The large differences between male and female body size is found in other animals such as the blanket octopus, Tremoctopus violaceus, where females are 40,000 times bigger than males. The most famous example is the deep-sea anglerfish, Ceratias holboelli, where the tiny male bites the female and fuses his mouth to her body. His organs shut down and all he does is produce sperm. Here are some true facts about anglerfish by zefrank.

As I mentioned above, having small males that attach to the females is a sexual strategy when mates are scarce (another strategy is to collect sperm and store it for later). For bone-eating worms, however, it may also be an ecological strategy. In an environment of scarce resources (in this case skeletons), stopping males from reaching maturity prevents them from competing with females for food.

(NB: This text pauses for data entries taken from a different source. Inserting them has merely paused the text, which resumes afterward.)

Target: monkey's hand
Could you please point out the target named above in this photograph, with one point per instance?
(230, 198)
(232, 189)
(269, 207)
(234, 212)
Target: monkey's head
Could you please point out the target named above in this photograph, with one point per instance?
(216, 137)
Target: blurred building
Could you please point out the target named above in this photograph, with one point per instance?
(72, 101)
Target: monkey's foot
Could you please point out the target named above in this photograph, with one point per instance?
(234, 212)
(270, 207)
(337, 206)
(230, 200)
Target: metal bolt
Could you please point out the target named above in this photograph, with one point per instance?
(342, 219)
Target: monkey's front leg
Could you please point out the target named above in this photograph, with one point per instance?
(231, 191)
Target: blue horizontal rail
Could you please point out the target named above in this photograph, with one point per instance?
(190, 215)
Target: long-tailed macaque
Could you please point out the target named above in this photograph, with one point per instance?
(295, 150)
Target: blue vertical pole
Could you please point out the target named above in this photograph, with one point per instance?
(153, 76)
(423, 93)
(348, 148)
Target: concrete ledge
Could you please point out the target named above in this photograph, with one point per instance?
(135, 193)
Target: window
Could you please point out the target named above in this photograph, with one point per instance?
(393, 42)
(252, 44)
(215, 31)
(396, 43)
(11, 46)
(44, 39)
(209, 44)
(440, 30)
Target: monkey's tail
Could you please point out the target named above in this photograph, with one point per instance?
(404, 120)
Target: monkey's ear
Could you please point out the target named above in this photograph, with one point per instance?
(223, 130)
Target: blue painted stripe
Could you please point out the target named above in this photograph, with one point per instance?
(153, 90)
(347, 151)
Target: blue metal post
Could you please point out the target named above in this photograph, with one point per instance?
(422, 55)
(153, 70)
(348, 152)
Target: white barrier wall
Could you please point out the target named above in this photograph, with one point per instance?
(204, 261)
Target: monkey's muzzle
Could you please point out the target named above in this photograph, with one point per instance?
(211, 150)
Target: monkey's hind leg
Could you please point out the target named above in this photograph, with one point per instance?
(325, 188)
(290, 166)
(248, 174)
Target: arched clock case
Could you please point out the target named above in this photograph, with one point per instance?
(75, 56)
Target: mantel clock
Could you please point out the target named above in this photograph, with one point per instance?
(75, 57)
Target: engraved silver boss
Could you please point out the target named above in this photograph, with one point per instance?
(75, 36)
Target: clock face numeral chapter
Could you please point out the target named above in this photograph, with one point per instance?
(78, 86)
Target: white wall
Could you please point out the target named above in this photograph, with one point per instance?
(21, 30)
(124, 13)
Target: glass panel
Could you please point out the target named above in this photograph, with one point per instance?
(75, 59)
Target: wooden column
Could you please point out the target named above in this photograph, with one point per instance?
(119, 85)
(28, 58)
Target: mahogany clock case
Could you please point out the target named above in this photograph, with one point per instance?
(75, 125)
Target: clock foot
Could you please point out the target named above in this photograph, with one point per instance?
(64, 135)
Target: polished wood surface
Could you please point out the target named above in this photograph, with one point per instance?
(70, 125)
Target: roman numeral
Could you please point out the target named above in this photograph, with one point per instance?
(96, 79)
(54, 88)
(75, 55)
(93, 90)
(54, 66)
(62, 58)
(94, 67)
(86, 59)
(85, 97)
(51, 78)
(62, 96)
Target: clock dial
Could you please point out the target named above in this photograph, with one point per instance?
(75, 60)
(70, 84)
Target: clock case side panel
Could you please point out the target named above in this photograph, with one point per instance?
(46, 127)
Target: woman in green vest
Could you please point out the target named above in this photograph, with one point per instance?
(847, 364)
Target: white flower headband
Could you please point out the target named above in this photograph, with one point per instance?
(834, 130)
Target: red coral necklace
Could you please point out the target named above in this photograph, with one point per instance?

Osedax rubiplumus. Large worm is female with an itty-bitty male harem in her tube.

We have to pause to admit that this a strange worm. One that has no mouth but eats bones using acid released from its ‘roots’ and where females collect a harem of immature males that do nothing but release sperm. All at the bottom of the ocean.

Now let’s add one more twist.

The strategy of having tiny males and big females is a recent evolutionary trend for the bone worm; their ancestors had males and females of similar sizes. A new study led by Greg Rouse from the Scripps Institute of Oceanography, however, suggests that the trend is reversing back to its ancestral ways. Evolutionary reversals are very rare in the animal kingdom. A new species of bone-eating worm, Osedax priapus, has been found to have independent and fully developed males of the same size as females. The males of this species compete for the same resource as females and now have the advantage of mating with multiple females. The reason for the shift back to ancient sex? More bones scattered on the seafloor and therefore less competition for habitat. Again, ecology is driving evolution at the bottom of the ocean. We don’t yet have a clear hypothesis why there are more bones in Davy Jones’ Locker.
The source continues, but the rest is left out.